Thought: could you make all collections as zip files,and possibly even the .Codea files too, so the is recognised them as zips and deals with them accordingly? Internally Codea could treat them as .Codea or collections.
Version 4 might change all this.
Second thought: the arrival of metal means anyone with metal based Mac can access Codea on the iPad much easier than older Mac kit. Does it enable on Mac editing.
Anticipating it does - our only alternative to that is Airdrop and the browser editing which works well but had few issues. Any chance this could be improved? I wondered if you could modify it to export and import files from established editors like Notepad+ or Visual Studio Code and not live editing. That may stop some of the issues.

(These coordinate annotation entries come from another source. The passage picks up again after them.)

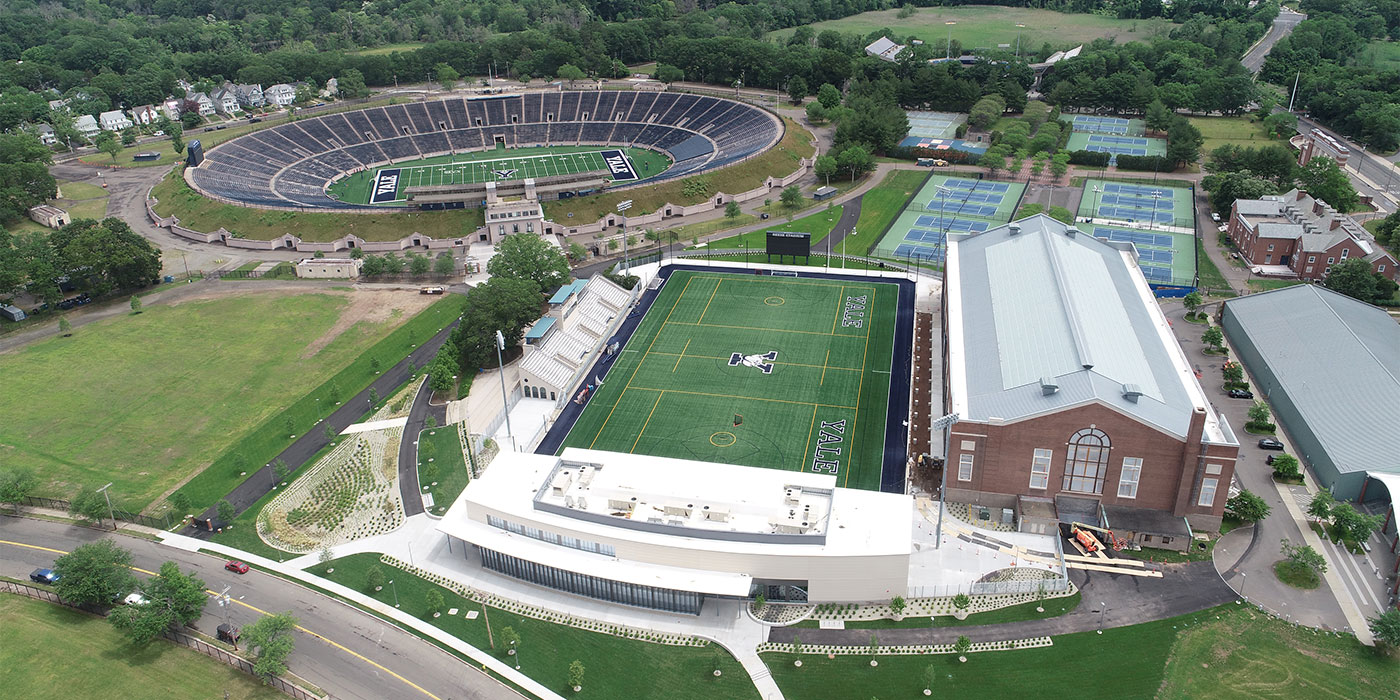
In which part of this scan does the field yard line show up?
[630,386,855,410]
[588,277,694,449]
[696,277,724,326]
[627,389,663,452]
[669,337,686,374]
[797,403,816,472]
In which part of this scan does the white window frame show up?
[1030,448,1054,491]
[1196,476,1221,508]
[1119,456,1142,498]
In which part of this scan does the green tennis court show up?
[563,270,899,490]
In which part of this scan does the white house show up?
[132,105,161,125]
[73,115,102,141]
[263,83,297,106]
[97,109,132,132]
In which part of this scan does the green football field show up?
[564,270,899,490]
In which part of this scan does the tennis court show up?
[871,175,1026,262]
[563,270,899,490]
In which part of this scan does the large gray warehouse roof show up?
[1225,284,1400,473]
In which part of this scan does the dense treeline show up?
[1260,0,1400,151]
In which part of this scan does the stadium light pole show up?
[932,408,958,549]
[496,330,519,452]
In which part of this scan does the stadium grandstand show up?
[186,91,783,210]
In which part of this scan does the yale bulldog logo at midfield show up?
[729,350,778,374]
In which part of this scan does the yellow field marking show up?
[669,337,694,374]
[633,386,855,410]
[588,277,694,449]
[697,277,724,325]
[0,539,442,700]
[627,389,663,452]
[797,403,816,472]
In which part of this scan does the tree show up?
[778,185,802,209]
[0,466,39,512]
[568,659,584,693]
[788,76,811,105]
[486,234,568,291]
[1322,258,1376,304]
[1368,608,1400,647]
[244,610,297,680]
[1308,491,1333,521]
[812,154,837,185]
[1225,489,1270,522]
[53,539,136,606]
[559,63,585,90]
[108,561,209,645]
[64,487,108,522]
[1298,157,1361,211]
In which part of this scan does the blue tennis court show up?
[1093,225,1173,249]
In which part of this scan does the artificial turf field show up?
[330,146,671,204]
[563,270,899,490]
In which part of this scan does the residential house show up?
[73,115,102,141]
[263,83,297,106]
[97,109,132,132]
[1226,189,1400,281]
[132,105,161,126]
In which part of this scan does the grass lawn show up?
[153,168,486,242]
[545,118,816,225]
[770,6,1173,52]
[708,204,846,251]
[0,595,286,700]
[0,294,450,510]
[1187,115,1287,154]
[834,171,928,255]
[308,554,759,700]
[419,426,469,515]
[563,270,899,489]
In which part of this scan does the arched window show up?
[1064,428,1112,493]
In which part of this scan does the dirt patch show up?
[301,288,438,360]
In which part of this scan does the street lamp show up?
[931,411,958,549]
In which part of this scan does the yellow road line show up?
[0,539,442,700]
[669,337,694,374]
[633,386,855,410]
[627,389,663,452]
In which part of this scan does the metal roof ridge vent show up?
[1123,384,1142,403]
[1043,229,1093,370]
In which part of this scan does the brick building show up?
[935,214,1239,549]
[1226,189,1400,281]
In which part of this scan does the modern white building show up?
[437,448,914,615]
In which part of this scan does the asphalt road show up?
[0,515,521,700]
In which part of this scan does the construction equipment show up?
[1070,522,1127,554]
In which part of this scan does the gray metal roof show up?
[949,214,1204,437]
[1226,284,1400,473]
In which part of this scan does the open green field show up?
[564,270,899,489]
[0,595,287,700]
[769,6,1176,50]
[330,146,671,206]
[308,554,759,700]
[1187,115,1284,154]
[708,204,846,251]
[0,291,448,510]
[763,605,1400,700]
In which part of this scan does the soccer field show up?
[563,270,899,490]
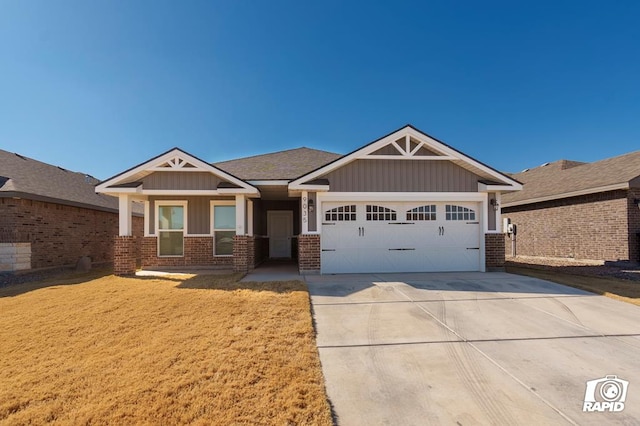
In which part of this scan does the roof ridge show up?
[211,146,342,165]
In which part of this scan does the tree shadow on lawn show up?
[176,273,308,293]
[0,268,113,298]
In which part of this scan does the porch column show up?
[300,191,309,234]
[495,192,503,233]
[236,195,247,235]
[247,200,253,237]
[118,194,132,237]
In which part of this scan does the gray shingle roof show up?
[0,150,118,211]
[502,151,640,204]
[214,147,342,180]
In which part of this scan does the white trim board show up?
[316,192,487,202]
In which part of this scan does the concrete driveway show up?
[305,273,640,425]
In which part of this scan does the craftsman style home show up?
[96,126,522,274]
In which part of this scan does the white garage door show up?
[321,202,480,274]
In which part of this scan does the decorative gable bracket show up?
[361,134,456,160]
[148,156,201,172]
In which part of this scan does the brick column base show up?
[233,235,256,272]
[484,234,505,272]
[298,234,320,274]
[113,236,138,275]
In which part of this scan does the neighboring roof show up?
[289,124,521,190]
[502,151,640,207]
[214,147,342,180]
[0,150,124,212]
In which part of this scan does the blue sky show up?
[0,0,640,179]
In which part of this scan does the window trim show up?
[209,200,238,257]
[154,200,189,257]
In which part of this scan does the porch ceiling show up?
[258,185,297,200]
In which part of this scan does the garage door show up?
[321,202,480,274]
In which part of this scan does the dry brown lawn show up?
[506,265,640,306]
[0,274,332,425]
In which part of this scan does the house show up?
[0,150,142,272]
[96,125,521,274]
[502,151,640,262]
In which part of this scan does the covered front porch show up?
[114,191,314,275]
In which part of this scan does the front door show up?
[267,210,293,258]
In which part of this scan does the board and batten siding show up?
[322,159,480,192]
[149,196,233,235]
[142,172,222,190]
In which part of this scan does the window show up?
[407,204,436,220]
[212,202,236,256]
[157,203,186,256]
[367,205,397,220]
[324,204,356,222]
[446,204,476,220]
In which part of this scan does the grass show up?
[0,274,332,425]
[506,265,640,306]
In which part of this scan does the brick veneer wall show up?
[142,236,233,269]
[298,234,320,273]
[502,190,637,261]
[627,188,640,263]
[0,198,143,269]
[484,234,505,271]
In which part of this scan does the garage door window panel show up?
[324,204,356,222]
[445,204,476,220]
[366,204,397,221]
[407,204,436,221]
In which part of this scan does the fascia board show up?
[478,182,522,192]
[141,189,260,196]
[289,184,330,191]
[247,180,290,186]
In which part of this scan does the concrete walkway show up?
[305,273,640,425]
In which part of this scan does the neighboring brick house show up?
[0,150,143,272]
[502,151,640,262]
[96,126,521,274]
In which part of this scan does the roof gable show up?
[289,125,522,191]
[96,148,258,194]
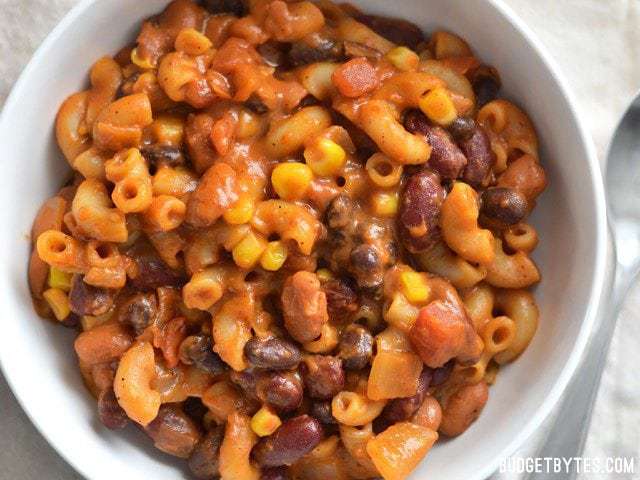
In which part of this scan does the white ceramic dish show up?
[0,0,606,480]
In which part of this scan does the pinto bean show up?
[355,15,425,50]
[252,415,323,467]
[98,388,129,430]
[398,170,445,252]
[118,293,158,335]
[381,367,433,423]
[404,110,467,180]
[322,279,360,322]
[244,337,302,370]
[260,467,289,480]
[302,355,345,400]
[69,275,116,316]
[188,425,224,480]
[281,271,329,343]
[440,382,489,437]
[140,143,186,168]
[309,400,338,425]
[202,0,247,17]
[256,372,303,412]
[460,125,496,188]
[145,404,200,458]
[480,187,529,230]
[73,323,133,365]
[179,334,227,375]
[338,325,373,370]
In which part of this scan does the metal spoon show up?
[529,94,640,480]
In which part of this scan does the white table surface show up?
[0,0,640,480]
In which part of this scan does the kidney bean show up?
[252,415,323,467]
[188,425,224,480]
[448,117,476,142]
[260,467,289,480]
[302,355,345,400]
[179,334,227,375]
[244,337,302,370]
[355,15,425,50]
[281,271,329,343]
[256,372,303,412]
[202,0,246,17]
[145,404,200,458]
[460,125,496,188]
[440,382,489,437]
[140,143,186,168]
[69,275,116,316]
[309,400,338,425]
[431,359,456,387]
[322,278,360,322]
[338,324,373,370]
[118,293,158,335]
[382,367,433,423]
[480,187,529,229]
[98,387,129,430]
[397,170,445,252]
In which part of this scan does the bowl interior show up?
[0,0,605,480]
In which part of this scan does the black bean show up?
[252,415,323,467]
[244,337,302,370]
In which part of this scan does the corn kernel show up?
[400,272,431,303]
[47,267,72,292]
[371,192,398,217]
[316,268,335,283]
[175,28,213,56]
[387,47,420,72]
[251,406,282,437]
[231,232,267,269]
[418,87,458,126]
[42,288,71,321]
[222,195,255,225]
[131,48,155,70]
[271,163,313,200]
[304,138,347,177]
[260,241,289,272]
[151,114,184,146]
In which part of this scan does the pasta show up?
[28,0,547,480]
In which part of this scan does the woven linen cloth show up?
[0,0,640,480]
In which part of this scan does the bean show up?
[118,293,158,335]
[260,467,289,480]
[309,400,338,425]
[179,334,227,375]
[69,275,115,316]
[302,355,345,400]
[404,110,467,180]
[460,125,496,188]
[188,425,224,480]
[355,15,425,50]
[202,0,246,17]
[244,337,301,370]
[322,279,360,322]
[98,388,129,430]
[397,170,445,252]
[338,325,373,370]
[440,382,489,437]
[145,404,200,458]
[253,415,323,467]
[256,372,303,412]
[140,143,186,168]
[480,187,528,230]
[382,367,432,423]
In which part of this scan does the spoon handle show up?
[528,237,633,480]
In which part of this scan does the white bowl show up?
[0,0,606,480]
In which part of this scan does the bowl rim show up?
[0,0,608,480]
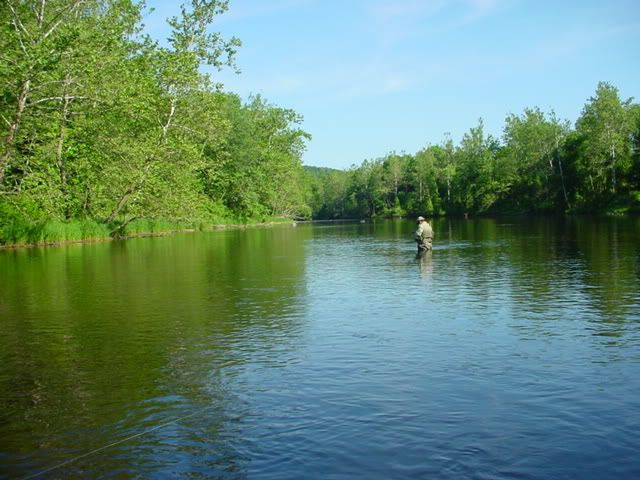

Finaly I think I am a little naive when thinking about iOS and Codea under the hood, like does the iPad multitask or simply share memory and switch and how does Codea interact, flowchart sort of thing - mainly in series or graphics then touch sort of thing. Any documentation or literature you could point me to?
Codea will open any folder with a
.codea extension. The zip import you mention was a way to bring files into Codea — but you could just as easily unzip them using the Files app and then tap on the
.codea files to edit and run them using Codea
You can store
.codea files anywhere on your iPad, and you can tap them in the Files app to edit them. That said, only the ones in the “On My iPad > Codea” folder will show up in the main project browser
Regarding Metal and macOS:
Codea 4.0 will have an entirely new renderer which uses Metal. This means it will run on macOS, and this includes the code editor. On macOS you will typically have
.codea files on your hard drive that you double-click to open in Codea. You could use any text editor to open these files (e.g., drag-and-drop a .codea package onto Sublime Text, or VS Code, and it will just show you all the Lua files inside)
Not exactly sure what you mean with the last question. iPad apps are either active (visible on the screen) or suspended (closed). This is very different to Mac apps, because on the Mac when you minimise or put a window in the background, the application is still running. On iOS the application essentially gets “frozen” and no longer receives CPU time. If the application remains unused for a while on iOS it gets quit completely and the next time you open it, it runs from scratch
wait, C4 will run on the mac??
@RonJeffries - I had heard metal would allow iPad apps to run on the new generation of Mac’s. But, not on old Mac’s. That’s why I was hoping we could find another way of enabling a similar system with the old kit. Like Aircode and browsers. Could we have Codea running in a browser?